Churches Decide to Take on a Weighty Problem; African-American Congregations Having Contest

By Strickland, Sandy | The Florida Times Union, April 3, 2004 | Go to article overview

Churches Decide to Take on a Weighty Problem; African-American Congregations Having Contest


Strickland, Sandy, The Florida Times Union


Byline: Sandy Strickland, Staff writer

It's a friendly competition with weighty consequences -- literally.

Twenty-six African-American churches from across Jacksonville have declared war on obesity by staging a contest to see whose members can shed the most pounds.

The winning pastor gets a free five-day cruise for two to the Caribbean.

The Rev. Mark Griffin, pastor of Wayman Chapel AME Church in the San Jose area, said he has long been concerned about the health of African-Americans.

"We preach from our pulpits about spiritual life, but we also need to preach about the health of our physical bodies," Griffin said.

So, he decided to challenge pastors in the African-American community to encourage their members to lose weight, practice good eating habits and exercise, he said. African-Americans are being targeted because they have a higher rate of hypertension, coronary heart disease, diabetes and other diseases associated with obesity, he said. Statistics also show their life expectancy is three years less than the average for whites.
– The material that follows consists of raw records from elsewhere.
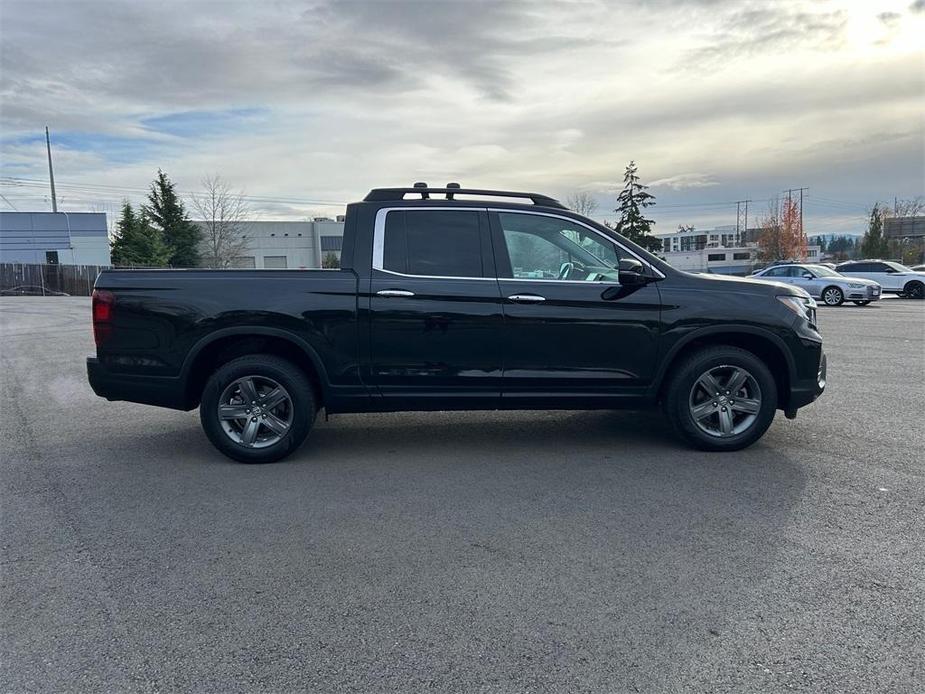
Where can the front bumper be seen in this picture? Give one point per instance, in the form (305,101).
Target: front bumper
(148,390)
(802,393)
(864,294)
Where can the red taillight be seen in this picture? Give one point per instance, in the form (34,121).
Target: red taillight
(103,304)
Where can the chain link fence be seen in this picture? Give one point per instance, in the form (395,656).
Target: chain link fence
(48,280)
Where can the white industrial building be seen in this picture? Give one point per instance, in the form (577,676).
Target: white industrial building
(54,238)
(722,250)
(275,245)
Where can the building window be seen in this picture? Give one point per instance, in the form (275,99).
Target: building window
(245,261)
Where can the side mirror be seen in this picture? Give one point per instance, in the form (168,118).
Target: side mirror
(632,273)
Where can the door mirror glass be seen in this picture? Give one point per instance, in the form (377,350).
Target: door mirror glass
(632,273)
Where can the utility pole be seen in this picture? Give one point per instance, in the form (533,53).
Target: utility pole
(745,225)
(51,172)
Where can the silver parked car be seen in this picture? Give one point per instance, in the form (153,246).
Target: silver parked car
(825,284)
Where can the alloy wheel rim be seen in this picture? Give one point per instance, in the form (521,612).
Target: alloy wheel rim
(725,401)
(255,411)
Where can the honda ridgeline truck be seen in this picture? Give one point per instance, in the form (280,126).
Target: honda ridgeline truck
(455,299)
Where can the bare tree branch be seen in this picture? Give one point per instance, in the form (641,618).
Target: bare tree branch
(224,215)
(582,203)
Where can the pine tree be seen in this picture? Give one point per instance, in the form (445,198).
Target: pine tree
(166,211)
(873,245)
(136,242)
(633,199)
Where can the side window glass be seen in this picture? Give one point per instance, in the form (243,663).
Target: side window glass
(550,248)
(440,243)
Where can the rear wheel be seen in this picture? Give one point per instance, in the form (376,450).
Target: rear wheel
(721,399)
(257,408)
(914,290)
(833,296)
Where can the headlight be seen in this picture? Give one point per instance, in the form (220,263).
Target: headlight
(803,306)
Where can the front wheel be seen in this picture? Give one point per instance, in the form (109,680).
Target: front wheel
(257,408)
(833,296)
(721,399)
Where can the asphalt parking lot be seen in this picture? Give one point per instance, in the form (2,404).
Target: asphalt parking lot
(554,551)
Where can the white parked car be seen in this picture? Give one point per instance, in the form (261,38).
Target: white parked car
(893,277)
(822,283)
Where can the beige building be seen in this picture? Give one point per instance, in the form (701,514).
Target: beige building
(293,245)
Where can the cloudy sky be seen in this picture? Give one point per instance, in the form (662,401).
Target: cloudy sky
(307,105)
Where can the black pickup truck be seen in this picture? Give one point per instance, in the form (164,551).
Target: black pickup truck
(455,299)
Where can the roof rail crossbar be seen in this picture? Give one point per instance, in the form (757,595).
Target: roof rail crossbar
(388,194)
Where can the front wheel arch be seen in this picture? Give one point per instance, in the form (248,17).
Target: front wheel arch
(762,344)
(914,289)
(836,288)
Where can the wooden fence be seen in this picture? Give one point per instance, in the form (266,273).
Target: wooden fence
(48,280)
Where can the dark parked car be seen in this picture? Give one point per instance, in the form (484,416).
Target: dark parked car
(496,301)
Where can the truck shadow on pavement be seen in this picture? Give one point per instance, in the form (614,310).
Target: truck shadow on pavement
(575,549)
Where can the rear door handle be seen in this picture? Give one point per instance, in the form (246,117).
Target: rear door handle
(526,298)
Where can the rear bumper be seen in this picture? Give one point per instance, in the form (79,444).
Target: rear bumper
(148,390)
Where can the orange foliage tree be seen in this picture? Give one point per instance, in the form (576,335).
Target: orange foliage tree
(781,236)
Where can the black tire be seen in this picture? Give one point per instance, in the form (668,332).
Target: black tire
(682,382)
(832,296)
(301,401)
(914,290)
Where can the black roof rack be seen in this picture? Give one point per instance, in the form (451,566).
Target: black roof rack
(385,194)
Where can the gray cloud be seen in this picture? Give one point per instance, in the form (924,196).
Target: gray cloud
(765,29)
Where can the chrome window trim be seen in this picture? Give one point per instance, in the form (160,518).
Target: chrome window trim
(616,243)
(435,277)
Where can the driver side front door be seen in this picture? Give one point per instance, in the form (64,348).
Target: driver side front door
(570,330)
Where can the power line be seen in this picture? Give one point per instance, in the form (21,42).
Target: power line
(8,202)
(97,188)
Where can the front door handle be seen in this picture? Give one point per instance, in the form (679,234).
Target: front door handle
(526,298)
Participants can learn about the campaign at a seminar at 10 a.m. today at Mount Vernon Missionary Baptist Church, 1462 Price St. They can register through Friday, April 30, and the contest will end at the end of July.

The campaign will be conducted over a 12-week period starting from a participant's registration date. It's being done in partnership with the Nirvana Clinic, a medical weight loss spa with offices on Baymeadows Road, San Juan Avenue and Lem Turner Road. The spa is conducting two free seminars to teach participants how to lose the weight and keep it off, said Wille Andre, the clinic's owner and a physician's assistant.

"We will give them a free diet plan, but they can lose the weight any healthy way they choose," Andre said. "They just can't stop eating."

Each church will have a coordinator who will take participants' weight, waist circumference, blood pressure and pulse each week. If participants have a condition such as diabetes, they will be asked about their blood sugar. If they prefer, they can be monitored at the clinic for a fee, Andre said.